For scale‑ups, enterprise tax incentives widen from 2026. EMI share‑option eligibility expands to companies with up to 500 employees and £120 million in gross assets, with the company option limit doubled to £6 million. EIS and VCT company investment limits rise materially, broadening access to growth capital - though advisers note VCT investor relief falls to 20%, partially offsetting the wider eligibility.
The No10 showcase added faces to the policy. Wakuda, which champions Black‑owned brands, shared the platform with Kent’s Candle Wise, florist‑run Young Blooms, Welsh community pub The Halfway at Tal‑Y‑Coed, Lake District stalwart Grasmere Gingerbread, and Rumsey’s Handmade Chocolates. Different sectors, same theme: small firms turn seasonal footfall into a year’s worth of working capital.
Beyond tax and rates, the government’s Small Business Plan targets a problem owners regularly raise with us: late payment.
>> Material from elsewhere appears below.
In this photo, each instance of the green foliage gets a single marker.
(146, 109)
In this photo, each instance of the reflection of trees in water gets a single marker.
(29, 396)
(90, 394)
Proposals would empower the Small Business Commissioner to fine chronic offenders, mandate board‑level scrutiny, and set maximum terms moving from 60 to 45 days after transition. Consultation is live, and enforcement is the swing factor.
Signposting support has also improved. The Business Growth Service - now touring via a national roadshow - consolidates advice from central, devolved and local bodies, making it easier to find grants, export help and finance options without losing days to admin. If you’ve avoided support schemes because the process felt opaque, this is worth another look.
Market Pulse UK view: the pageantry plays well, but the substance sits in rates reform, capital allowances and cash discipline. If you run a shop, bar or café, lock in your 2026 rates assumptions early and model the fuel‑duty extension into delivery costs. If you’re investing, revisit payback calculations under the 40% allowance. And if your debtor days are creeping up, use the policy window - and the consultation - to tighten terms before Q1 bites.